Mackenzie J. Lowry graduated from Harvard College with Highest Honors in History and Science with a secondary field in Global Health and Health Policy. She has been honored by Seventeen and Glamour magazines, being named one of Glamour's Top 10 College Women 2010 and appearing on The Today Show for her efforts. Her work has been honored by scholarship organizations such as Best Buy, Discover Card, ShopKo, and Coca-Cola. She has been profiled by several newspapers and online publications such as "Facing History and Ourselves," an organization supported by the Reebok Human Rights Foundation. An experienced anti-tobacco speaker, she has traveled across the country working to inspire fellow advocates, speaking at events such as the Young Presidents Organization Global Leadership Conference and the Johns Hopkins University Center for Social Concern Conference.

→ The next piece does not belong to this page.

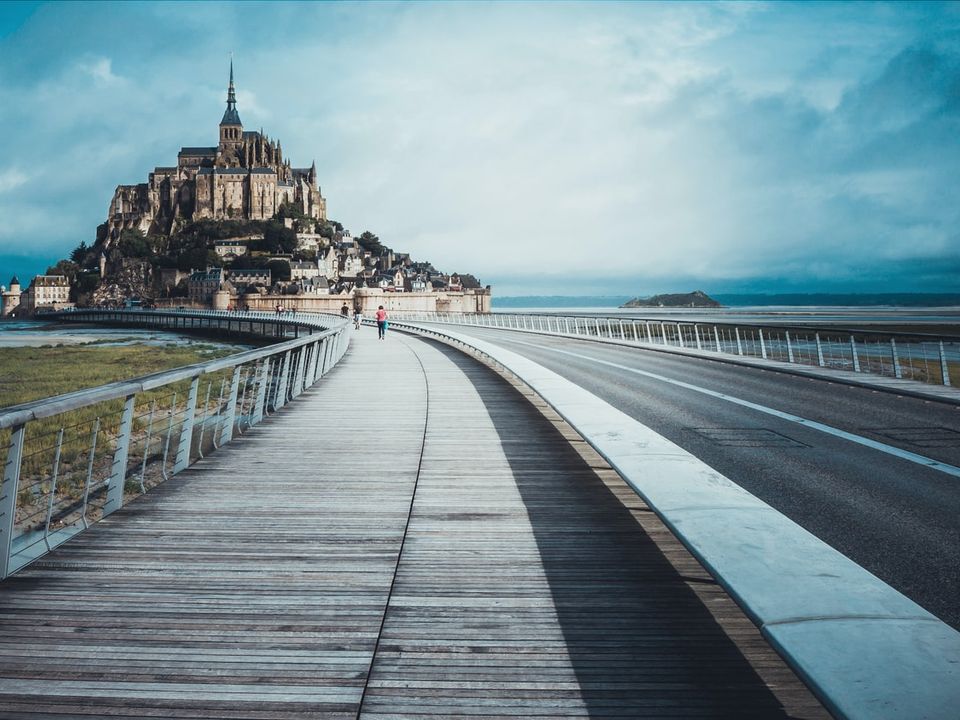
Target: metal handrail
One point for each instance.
(56, 482)
(928, 359)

She began her work for tobacco-free legislation in high school, after her father, a longtime smoker, passed away from lung cancer. She worked with the American Cancer Society, the Iowa Health Initiative, and Clean Air For Everyone Iowa to advocate for life-saving tobacco control legislation in her home state of Iowa. In 2006, she was named the American Cancer Society's Iowa Youth Advocate of the Year, and was selected as her district representative to attend the American Cancer Society's "Celebration on the Hill" in Washington, D.C. and advocate for the Congressional Cancer Promise. Upon her admittance to Harvard, she was given a one-year deferral and used that time to fully commit to the cause, working for the American Cancer Society to see Iowa's $1 cigarette tax passed by the state legislature. As the legislation was signed into law, the Governor of Iowa cited her personally in his speech.
At Harvard, she worked for the American Cancer Society's International Affairs Department throughout her time as an undergraduate. She continued her tobacco control work by co-founding the Harvard Institute of Politics Tobacco Control Policy Group during her sophomore year of college. Alongside the policy group, she advocated for six years to create a policy change that resulted in Harvard Yard going tobacco-free in August 2014. Academically, she focused on the history of medicine and wrote her senior honors thesis under the guidance of celebrated author of The Cigarette Century, Dr. Allan Brandt.